409. — DE MADAME DE SÉVIGNÉ À MADAME DE GRIGNAN.

À Paris, vendredi au soir, 21e juin.

Je suis si triste, ma chère enfant, de n’avoir point eu de vos nouvelles cette semaine, que je ne sais à qui m’en prendre : du moins sais-je bien que ce n’est pas à vous ; car je suis fort assurée que vous m’avez écrit. Je crains mon voyage de Bretagne, à cause du dérangement que cela fera à notre commerce. J’achève ici vos deux affaires, et puis je m’en irai, par la raison que je veux revenir, et que je ne puis revenir si je ne pars.

Le siége de Limbourg[1] se continue : on tremble en attendant des nouvelles, et du côté de M. de Turenne aussi ; on dit qu’il est à portée de se battre avec ce Montecuculi[2]. J’espère toujours qu’il n’arrivera rien, parce qu’on attend trop de choses : enfin il faut tout abandonner à la Providence. Mon fils n’est point à Limbourg, mais je ne laisse pas d’y prendre intérêt.

Au reste, ma fille, sachez-moi gré, si vous voulez ; mais je me fis hier saigner du pied dans la vue de vous plaire ; j’ai voulu faire cette provision pour mon voyage, et j’avois aussi le cœur un peu serré de toute la tristesse que j’ai eue depuis deux mois ; j’ai cru que cette précaution étoit bonne. J’ai eu tout le jour bien du monde, et je suis si fatiguée d’avoir été au lit, que j’en suis brisée. La plaisanterie, c’étoit d’admirer la mauvaise grâce que j’avois ; Mlle de Méri en pâmoit de rire.

Voilà une lettre de mon fils ; il mande que le fossé et la demi-lune sont pris à Limbourg ; que le mineur est attaché au bastion ; qu’il y a eu plusieurs officiers et soldats tués et blessés, et que M. de la Marck[3] a fait des merveilles.

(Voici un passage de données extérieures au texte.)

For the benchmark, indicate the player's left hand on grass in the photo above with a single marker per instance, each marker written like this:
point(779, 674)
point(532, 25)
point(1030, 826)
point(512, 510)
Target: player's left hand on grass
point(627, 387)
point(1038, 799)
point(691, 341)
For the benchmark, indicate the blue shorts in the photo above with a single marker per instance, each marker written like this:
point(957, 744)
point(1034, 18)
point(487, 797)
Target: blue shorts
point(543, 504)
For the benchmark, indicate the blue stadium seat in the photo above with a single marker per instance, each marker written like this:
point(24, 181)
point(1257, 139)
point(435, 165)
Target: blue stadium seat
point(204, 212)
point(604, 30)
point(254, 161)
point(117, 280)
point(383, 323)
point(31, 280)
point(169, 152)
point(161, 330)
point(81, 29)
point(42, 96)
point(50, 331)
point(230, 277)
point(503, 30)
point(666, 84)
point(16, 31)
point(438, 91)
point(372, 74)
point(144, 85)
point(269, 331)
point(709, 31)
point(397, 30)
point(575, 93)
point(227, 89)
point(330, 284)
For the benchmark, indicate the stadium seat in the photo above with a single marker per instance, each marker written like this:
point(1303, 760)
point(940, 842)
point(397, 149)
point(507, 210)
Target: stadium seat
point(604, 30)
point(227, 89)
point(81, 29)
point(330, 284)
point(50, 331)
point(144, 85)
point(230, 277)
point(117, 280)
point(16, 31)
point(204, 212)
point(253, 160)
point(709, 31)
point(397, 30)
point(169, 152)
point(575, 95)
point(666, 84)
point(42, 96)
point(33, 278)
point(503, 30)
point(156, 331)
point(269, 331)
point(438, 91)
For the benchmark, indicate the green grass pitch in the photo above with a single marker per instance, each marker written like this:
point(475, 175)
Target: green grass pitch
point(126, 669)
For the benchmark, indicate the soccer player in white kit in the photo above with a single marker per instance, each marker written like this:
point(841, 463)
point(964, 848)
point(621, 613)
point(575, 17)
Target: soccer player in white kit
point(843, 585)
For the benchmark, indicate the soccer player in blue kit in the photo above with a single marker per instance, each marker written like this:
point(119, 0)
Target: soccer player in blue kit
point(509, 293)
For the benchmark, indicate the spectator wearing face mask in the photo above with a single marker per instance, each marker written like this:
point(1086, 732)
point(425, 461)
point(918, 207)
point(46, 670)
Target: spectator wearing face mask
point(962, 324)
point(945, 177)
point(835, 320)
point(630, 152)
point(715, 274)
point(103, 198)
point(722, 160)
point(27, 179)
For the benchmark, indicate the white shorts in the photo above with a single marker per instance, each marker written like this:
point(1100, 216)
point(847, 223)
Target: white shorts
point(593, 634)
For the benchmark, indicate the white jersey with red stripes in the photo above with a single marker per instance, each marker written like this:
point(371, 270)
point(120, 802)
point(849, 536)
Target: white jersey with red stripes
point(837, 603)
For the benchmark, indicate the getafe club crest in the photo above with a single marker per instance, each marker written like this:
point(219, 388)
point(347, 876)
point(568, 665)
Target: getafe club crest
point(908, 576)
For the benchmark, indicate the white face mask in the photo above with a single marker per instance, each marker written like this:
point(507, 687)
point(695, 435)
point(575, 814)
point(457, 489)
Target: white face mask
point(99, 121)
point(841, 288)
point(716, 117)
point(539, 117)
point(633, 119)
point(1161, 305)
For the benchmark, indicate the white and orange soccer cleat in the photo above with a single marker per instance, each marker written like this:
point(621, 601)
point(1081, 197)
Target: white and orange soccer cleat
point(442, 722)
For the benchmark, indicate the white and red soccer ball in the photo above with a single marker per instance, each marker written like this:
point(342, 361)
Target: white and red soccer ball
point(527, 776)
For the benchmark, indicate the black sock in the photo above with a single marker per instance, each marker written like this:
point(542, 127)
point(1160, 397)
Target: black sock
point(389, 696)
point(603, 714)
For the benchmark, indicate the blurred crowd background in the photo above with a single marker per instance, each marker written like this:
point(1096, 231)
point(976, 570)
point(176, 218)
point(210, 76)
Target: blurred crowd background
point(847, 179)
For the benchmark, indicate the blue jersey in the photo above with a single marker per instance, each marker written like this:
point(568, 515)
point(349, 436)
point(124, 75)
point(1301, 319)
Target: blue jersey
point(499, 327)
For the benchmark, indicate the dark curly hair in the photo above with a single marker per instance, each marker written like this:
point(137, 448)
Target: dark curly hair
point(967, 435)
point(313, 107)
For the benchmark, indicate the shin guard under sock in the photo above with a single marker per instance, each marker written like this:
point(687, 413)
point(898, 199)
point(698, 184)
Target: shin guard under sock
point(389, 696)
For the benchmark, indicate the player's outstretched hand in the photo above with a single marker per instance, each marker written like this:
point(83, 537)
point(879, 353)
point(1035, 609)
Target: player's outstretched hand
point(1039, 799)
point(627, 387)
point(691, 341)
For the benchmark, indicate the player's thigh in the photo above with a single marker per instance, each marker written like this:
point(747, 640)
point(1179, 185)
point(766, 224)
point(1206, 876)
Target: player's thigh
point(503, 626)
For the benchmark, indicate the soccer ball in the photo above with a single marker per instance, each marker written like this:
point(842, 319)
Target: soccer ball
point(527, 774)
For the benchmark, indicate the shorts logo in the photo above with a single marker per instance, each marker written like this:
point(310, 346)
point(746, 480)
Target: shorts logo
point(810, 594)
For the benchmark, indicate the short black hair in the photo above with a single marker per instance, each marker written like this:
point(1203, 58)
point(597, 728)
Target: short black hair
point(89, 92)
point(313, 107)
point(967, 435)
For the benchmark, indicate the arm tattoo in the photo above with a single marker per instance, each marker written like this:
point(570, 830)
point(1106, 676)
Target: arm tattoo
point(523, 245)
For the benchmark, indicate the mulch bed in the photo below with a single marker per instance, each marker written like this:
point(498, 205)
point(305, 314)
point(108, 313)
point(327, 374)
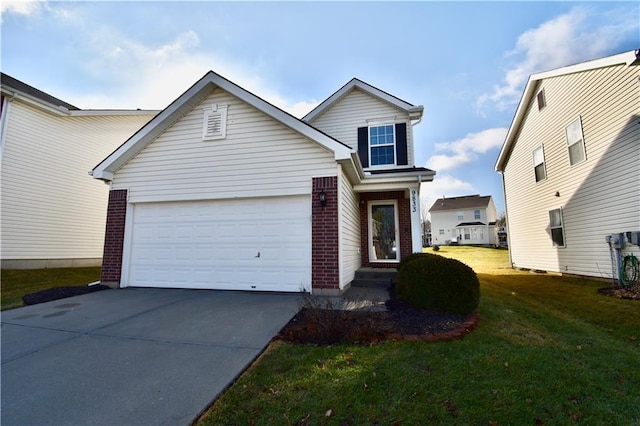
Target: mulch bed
point(60, 293)
point(631, 292)
point(400, 322)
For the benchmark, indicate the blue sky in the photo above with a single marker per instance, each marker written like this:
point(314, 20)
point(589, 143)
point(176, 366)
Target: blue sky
point(466, 62)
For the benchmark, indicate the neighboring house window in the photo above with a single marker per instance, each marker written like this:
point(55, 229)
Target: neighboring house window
point(214, 124)
point(575, 142)
point(538, 164)
point(542, 100)
point(557, 227)
point(382, 144)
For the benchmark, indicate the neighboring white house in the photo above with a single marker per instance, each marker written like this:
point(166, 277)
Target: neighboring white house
point(223, 190)
point(571, 167)
point(52, 212)
point(467, 220)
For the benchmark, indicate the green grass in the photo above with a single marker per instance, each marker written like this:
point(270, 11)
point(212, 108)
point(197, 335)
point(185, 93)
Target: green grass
point(17, 283)
point(547, 350)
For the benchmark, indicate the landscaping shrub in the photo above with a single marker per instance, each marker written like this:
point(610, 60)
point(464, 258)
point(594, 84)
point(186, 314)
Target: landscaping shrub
point(436, 283)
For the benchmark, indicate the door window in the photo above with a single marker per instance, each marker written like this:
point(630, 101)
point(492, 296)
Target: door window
point(383, 232)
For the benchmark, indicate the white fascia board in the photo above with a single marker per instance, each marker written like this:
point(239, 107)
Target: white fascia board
point(113, 112)
point(37, 103)
point(626, 58)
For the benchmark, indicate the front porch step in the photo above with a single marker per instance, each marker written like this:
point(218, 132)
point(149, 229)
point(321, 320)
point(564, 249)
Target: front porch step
point(374, 277)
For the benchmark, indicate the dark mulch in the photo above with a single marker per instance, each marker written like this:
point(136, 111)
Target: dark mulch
point(631, 292)
point(60, 293)
point(325, 327)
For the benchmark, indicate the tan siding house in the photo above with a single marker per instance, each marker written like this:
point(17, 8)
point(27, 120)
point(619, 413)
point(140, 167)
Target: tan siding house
point(52, 212)
point(571, 167)
point(223, 190)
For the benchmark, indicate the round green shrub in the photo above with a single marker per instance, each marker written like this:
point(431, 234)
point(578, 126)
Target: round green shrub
point(438, 284)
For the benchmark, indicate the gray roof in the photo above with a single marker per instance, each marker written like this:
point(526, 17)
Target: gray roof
point(460, 203)
point(19, 86)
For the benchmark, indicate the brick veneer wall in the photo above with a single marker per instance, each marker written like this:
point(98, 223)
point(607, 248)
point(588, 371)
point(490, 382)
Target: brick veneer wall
point(114, 238)
point(404, 219)
point(324, 235)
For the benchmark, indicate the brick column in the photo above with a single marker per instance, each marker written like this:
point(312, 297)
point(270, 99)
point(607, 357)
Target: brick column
point(114, 238)
point(324, 236)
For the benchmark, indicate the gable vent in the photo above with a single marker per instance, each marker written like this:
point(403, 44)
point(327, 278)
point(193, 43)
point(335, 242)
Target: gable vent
point(214, 124)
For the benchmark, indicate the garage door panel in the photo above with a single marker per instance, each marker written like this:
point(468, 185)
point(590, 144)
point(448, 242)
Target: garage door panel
point(248, 244)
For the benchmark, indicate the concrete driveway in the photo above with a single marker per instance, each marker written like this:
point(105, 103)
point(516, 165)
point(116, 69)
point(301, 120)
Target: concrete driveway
point(132, 356)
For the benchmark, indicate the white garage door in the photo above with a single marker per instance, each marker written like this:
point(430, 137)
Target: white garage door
point(245, 244)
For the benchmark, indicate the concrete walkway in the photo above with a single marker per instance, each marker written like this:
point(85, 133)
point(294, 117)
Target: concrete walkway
point(132, 356)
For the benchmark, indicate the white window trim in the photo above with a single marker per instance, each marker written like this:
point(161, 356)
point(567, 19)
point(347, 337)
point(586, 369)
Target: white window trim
point(369, 146)
point(551, 228)
point(544, 164)
point(581, 140)
point(370, 204)
point(212, 111)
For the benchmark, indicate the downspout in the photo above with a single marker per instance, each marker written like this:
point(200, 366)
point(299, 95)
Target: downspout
point(4, 121)
point(506, 218)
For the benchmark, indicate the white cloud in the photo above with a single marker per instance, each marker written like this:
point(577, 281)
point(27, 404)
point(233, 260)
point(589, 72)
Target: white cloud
point(579, 35)
point(466, 150)
point(443, 186)
point(151, 77)
point(21, 7)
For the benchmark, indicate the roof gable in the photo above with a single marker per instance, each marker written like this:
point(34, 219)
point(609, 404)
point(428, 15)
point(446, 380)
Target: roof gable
point(191, 98)
point(460, 203)
point(415, 112)
point(629, 58)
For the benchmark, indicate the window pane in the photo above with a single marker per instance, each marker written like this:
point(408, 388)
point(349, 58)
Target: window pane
point(555, 218)
point(576, 153)
point(540, 173)
point(538, 156)
point(557, 237)
point(574, 132)
point(382, 155)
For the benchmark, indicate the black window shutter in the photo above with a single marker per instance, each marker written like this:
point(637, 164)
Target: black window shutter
point(401, 144)
point(363, 146)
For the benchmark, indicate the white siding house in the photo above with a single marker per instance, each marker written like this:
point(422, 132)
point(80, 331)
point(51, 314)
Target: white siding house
point(52, 212)
point(223, 190)
point(467, 220)
point(571, 167)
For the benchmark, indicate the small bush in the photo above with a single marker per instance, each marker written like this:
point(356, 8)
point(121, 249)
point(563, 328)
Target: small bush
point(439, 284)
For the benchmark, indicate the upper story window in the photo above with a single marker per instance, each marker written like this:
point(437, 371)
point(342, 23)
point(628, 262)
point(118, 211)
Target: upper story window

Je suis entièrement à vous, ma très-chère et très-aimable.


  1. Lettre 409. — 1. Limbourg capitula le 20 juin 1675. (Lettres historiques de Pellisson, tome II, p. 311.)
  2. 2. « Pendant six semaines, dit M. Lavallée à la suite du passage cité plus haut (note 2 de la lettre 402), les deux généraux luttèrent d’habileté sur un terrain de quelques lieues carrées, où il n’y eut pas un ravin ou un ruisseau inutile. « Ce fut, dit Folard, le chef d’œuvre de Turenne et de Montecuculi. » À la fin le premier força son adversaire à évacuer ses positions sur la Rench et à se replier vers Sasbach, dans un endroit difficile, où Montecuculi était obligé ou de recevoir la bataille ou de se jeter dans la forêt Noire. Les deux armées étaient d’égale force… »
  3. 3. Henri-Robert, comte de la Marck et de Braine, qui fut colonel du régiment de Picardie, gouverneur de Wœrden et maréchal des camps et armées du Roi. Il fut tué à Conz-Saarbruck le 11 août suivant. Voyez ; plus haut, p. 293, note 7.